RAG talk recap from DevConf.US 2025

Table of Contents

Hello from DevConf.US in Boston, Massachusetts!

I presented yesterday about the challenges of developing systems for retrieval-augmented generation (RAG) with large language models (LLMs). If you’ve been reading tech blogs lately, or the r/rag subreddit, you might think that implementing RAG is as simple as tossing documents into a database and watching the magic happen. (Spoiler alert: it’s not.)

I’ll quickly recap the presentation in this post, but you can also download the slides as a PDF or watch the video on YouTube.

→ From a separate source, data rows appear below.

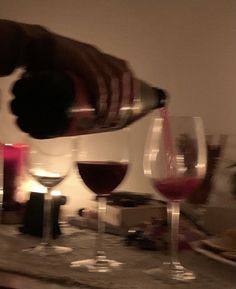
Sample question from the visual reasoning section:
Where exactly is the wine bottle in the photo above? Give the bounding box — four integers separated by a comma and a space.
11, 71, 168, 139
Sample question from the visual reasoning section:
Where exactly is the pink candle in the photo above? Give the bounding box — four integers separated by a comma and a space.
3, 144, 27, 211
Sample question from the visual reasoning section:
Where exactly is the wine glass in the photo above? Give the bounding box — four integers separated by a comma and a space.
23, 137, 73, 256
71, 129, 129, 272
144, 113, 206, 281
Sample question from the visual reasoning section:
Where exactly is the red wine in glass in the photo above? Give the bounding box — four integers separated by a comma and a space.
152, 177, 202, 201
144, 108, 206, 282
77, 161, 128, 196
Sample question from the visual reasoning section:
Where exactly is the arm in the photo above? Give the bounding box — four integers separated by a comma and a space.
0, 20, 133, 121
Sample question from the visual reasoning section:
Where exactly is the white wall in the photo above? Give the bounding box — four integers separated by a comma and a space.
0, 0, 236, 209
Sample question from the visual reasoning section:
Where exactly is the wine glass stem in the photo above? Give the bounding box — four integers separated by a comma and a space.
96, 197, 107, 257
42, 188, 52, 245
169, 202, 180, 264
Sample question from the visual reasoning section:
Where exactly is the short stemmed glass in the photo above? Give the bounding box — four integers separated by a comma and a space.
71, 129, 129, 272
144, 114, 206, 281
23, 137, 73, 256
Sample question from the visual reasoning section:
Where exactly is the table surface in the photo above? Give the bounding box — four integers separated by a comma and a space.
0, 227, 236, 289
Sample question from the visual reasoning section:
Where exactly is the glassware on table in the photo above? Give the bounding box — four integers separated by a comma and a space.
144, 112, 206, 281
71, 129, 129, 272
23, 137, 73, 256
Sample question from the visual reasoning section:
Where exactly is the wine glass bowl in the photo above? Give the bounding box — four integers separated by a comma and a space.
144, 114, 206, 281
24, 138, 73, 256
71, 129, 129, 272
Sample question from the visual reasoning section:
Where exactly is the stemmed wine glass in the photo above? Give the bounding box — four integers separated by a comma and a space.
23, 137, 73, 256
71, 129, 129, 272
144, 113, 206, 281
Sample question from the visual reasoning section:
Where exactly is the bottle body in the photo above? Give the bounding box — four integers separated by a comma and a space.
11, 71, 167, 139
63, 80, 167, 136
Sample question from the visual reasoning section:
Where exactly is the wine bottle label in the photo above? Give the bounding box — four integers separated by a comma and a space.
64, 72, 96, 136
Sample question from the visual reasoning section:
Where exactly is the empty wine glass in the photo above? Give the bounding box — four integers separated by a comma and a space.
71, 129, 129, 272
24, 137, 73, 256
144, 113, 206, 281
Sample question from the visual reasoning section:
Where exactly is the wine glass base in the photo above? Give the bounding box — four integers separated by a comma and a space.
22, 243, 73, 256
145, 262, 196, 282
70, 259, 123, 273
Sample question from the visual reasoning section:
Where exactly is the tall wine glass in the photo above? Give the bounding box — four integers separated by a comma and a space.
24, 137, 73, 256
71, 129, 129, 272
144, 113, 206, 281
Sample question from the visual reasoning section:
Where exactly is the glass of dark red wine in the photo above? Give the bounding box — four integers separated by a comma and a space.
144, 112, 206, 281
71, 129, 129, 272
23, 137, 74, 256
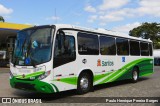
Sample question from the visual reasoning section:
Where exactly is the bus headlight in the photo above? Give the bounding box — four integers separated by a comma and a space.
38, 71, 51, 80
34, 66, 46, 72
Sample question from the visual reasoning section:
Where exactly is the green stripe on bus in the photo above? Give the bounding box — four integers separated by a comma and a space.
99, 58, 153, 84
15, 71, 45, 79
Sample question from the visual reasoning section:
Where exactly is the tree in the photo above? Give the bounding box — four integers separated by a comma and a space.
0, 16, 5, 22
129, 22, 160, 49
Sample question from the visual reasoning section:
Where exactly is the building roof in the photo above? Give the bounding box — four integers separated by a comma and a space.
0, 22, 31, 43
0, 22, 31, 30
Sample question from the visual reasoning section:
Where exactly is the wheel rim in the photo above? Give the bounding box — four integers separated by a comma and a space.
80, 77, 88, 90
133, 71, 138, 81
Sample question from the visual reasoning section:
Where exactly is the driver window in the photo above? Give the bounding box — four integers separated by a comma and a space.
53, 31, 76, 68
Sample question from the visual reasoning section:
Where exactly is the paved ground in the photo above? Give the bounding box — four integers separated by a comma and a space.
0, 66, 160, 106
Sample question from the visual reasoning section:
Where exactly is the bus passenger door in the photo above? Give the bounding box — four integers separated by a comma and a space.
53, 31, 76, 91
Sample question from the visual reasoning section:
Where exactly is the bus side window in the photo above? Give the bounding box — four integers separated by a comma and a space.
53, 35, 76, 68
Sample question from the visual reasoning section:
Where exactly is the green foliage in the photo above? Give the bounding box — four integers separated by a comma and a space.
129, 22, 160, 49
0, 16, 5, 22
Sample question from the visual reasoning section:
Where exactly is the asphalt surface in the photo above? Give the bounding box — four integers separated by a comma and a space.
0, 66, 160, 106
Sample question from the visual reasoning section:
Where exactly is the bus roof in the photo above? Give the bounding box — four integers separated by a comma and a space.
33, 24, 152, 42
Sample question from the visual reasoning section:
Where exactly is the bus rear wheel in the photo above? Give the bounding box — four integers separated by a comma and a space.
132, 67, 139, 83
77, 72, 93, 94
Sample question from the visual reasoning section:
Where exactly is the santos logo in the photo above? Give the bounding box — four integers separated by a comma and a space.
97, 59, 114, 66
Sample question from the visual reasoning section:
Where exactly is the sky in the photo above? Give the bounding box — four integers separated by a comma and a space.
0, 0, 160, 34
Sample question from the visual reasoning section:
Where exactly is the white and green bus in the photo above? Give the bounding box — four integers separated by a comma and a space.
10, 24, 154, 94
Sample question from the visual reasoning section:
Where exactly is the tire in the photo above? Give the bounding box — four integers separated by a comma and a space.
77, 72, 93, 94
132, 67, 139, 83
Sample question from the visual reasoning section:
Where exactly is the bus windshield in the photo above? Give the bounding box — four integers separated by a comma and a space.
12, 27, 53, 66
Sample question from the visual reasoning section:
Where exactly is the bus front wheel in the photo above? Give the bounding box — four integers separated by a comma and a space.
77, 72, 92, 94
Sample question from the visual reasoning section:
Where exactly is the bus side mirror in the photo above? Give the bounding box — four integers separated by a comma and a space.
57, 30, 65, 49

What RAG actually is (and isn’t) #

Using RAG with an LLM is a lot like taking an open-note exam. If you know the concepts really well, but you need to quickly reference specific details, an open-note exam isn’t too bad. However, if you don’t know the material at all, having notes won’t help you much. This means that the LLM that you pair with RAG needs some relevant training in the domain you’re working in.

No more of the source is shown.